That Rolling Stone review of Flashpoint seemed to suggest the overdubs were the main detracting point on that one.
I used to work in a pub where the barmaid insisted on loading the multi-disc CD player with Stones album. I think out of six discs, at any given time, about three or four were Stones records, and Love You Live was one of them. She'd have the thing on random repeat, and whenever the openign track would come up, you'd get that stretch of Fanfare For The Common Man, crowd noise, and pyro, then it'd abruptly cut to something different.Love You Live is nothing special apart from the El Mocambo tracks on the 3rd side- again, too much post-production and it was a transitional period (Ron Wood's early days in the band).
I remember at one point trying to figure out if a decent double LP could have made up from the Tattoo You tour setlist.

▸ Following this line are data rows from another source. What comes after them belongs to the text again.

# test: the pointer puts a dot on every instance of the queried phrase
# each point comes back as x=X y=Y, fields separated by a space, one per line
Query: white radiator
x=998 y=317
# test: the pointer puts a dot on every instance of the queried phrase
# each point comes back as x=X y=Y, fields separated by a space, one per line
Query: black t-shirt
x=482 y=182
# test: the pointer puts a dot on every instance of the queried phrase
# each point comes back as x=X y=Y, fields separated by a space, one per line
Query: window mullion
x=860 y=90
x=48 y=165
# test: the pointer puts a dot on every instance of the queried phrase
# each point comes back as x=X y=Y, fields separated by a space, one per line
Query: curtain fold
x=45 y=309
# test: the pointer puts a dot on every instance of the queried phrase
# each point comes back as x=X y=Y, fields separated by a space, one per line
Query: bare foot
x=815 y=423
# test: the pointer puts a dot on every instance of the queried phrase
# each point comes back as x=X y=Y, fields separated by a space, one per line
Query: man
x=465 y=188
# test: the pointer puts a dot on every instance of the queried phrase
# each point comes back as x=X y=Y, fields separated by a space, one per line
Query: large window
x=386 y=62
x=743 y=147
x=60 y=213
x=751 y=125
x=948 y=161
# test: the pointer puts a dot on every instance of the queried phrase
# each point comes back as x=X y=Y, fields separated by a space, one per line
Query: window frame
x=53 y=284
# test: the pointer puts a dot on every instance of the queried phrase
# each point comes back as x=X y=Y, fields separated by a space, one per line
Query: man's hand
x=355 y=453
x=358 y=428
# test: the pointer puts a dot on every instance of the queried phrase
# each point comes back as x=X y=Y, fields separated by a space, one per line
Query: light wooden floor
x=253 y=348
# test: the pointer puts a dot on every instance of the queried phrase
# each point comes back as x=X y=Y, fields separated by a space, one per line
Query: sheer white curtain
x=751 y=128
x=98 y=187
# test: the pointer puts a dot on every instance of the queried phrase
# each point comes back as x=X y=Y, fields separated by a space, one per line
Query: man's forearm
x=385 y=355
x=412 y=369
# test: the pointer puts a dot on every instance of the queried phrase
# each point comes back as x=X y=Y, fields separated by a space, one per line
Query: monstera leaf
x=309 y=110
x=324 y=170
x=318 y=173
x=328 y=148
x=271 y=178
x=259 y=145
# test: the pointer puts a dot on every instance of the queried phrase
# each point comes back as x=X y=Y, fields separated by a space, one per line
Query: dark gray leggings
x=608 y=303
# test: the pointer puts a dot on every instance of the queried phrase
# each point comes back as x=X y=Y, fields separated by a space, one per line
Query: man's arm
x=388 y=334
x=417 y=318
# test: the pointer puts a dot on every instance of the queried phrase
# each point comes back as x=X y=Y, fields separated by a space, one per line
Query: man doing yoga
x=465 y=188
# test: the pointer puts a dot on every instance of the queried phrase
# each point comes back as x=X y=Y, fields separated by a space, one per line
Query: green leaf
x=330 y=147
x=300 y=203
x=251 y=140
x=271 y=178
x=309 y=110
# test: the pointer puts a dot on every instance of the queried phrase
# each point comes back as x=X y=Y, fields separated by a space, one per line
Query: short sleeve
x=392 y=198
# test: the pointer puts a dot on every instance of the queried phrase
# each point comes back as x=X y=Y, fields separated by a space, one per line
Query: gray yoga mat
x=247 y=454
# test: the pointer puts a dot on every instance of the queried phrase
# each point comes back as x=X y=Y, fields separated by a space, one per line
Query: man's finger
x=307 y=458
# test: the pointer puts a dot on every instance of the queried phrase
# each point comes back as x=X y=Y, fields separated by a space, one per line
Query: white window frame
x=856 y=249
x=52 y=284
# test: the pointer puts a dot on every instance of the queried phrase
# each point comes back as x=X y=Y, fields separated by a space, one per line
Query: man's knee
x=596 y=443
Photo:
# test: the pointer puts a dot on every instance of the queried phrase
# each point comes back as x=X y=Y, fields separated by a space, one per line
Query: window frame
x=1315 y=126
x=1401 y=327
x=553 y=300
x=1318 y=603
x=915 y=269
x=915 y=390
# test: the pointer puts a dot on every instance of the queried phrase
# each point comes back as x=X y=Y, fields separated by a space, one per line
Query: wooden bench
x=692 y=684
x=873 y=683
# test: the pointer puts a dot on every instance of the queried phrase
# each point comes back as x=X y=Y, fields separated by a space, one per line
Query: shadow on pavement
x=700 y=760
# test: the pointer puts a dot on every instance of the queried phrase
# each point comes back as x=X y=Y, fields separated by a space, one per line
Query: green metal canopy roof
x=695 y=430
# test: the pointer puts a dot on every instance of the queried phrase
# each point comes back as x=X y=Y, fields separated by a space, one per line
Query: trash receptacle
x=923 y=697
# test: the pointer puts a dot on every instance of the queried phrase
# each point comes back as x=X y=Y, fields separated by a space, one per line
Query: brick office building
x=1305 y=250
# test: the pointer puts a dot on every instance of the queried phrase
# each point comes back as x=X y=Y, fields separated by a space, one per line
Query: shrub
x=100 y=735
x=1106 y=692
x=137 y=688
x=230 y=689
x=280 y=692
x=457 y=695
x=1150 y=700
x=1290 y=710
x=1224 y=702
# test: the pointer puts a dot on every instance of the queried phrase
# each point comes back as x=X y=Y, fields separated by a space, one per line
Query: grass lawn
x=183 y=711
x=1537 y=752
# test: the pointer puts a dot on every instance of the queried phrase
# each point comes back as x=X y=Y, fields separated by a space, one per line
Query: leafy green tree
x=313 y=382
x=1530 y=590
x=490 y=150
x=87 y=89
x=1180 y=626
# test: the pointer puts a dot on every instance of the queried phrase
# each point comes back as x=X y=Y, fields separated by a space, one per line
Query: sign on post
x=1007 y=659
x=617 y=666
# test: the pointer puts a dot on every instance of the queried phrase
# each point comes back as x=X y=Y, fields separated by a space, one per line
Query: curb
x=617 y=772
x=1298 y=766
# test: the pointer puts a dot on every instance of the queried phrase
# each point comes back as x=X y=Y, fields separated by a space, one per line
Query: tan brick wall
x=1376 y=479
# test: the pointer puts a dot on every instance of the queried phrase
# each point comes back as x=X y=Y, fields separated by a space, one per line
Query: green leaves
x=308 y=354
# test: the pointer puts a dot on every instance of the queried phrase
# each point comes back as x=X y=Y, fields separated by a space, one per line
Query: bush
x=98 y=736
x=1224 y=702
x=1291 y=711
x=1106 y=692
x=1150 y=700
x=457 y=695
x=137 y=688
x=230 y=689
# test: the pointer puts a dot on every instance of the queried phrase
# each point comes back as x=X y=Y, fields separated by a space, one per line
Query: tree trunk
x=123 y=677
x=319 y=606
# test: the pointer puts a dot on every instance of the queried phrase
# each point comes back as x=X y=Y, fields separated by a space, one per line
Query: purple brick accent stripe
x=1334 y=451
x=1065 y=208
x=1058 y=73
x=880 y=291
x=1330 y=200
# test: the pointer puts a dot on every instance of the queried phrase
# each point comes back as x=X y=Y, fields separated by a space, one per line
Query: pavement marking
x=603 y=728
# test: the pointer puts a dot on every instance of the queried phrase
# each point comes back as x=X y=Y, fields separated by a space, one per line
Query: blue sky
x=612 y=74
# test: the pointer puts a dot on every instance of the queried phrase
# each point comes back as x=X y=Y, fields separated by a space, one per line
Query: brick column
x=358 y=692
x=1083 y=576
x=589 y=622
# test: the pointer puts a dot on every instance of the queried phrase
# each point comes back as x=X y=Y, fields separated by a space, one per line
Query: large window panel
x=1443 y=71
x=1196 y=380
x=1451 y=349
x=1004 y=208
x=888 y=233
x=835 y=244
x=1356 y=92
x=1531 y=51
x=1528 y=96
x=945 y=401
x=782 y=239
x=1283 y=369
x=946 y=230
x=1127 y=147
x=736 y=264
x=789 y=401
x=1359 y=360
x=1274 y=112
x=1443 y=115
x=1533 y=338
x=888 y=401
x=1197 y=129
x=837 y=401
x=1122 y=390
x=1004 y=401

Going by what they used in the Let's Spend The Night Together film, there was probably at least another LP's worth of songs they could have chosen from, even if you left out the stuff that had been on either of the two previous live albums (keeping in mind that Love You Live repeats three songs-count em, THREE!-from Get Yer Ya-Ya's Out).I like what's on Still Live but it's very short.
.No Security is surprisingly enjoyable but 'only songs we've never released on a live album' is inevitably a 'fans only' thing..
And what's wrong with that?! I'm getting tired of everyone cow-towing to the...whatever you'd call those not included in the "fans only" edict. I'm fine with a live album that's for "fans only".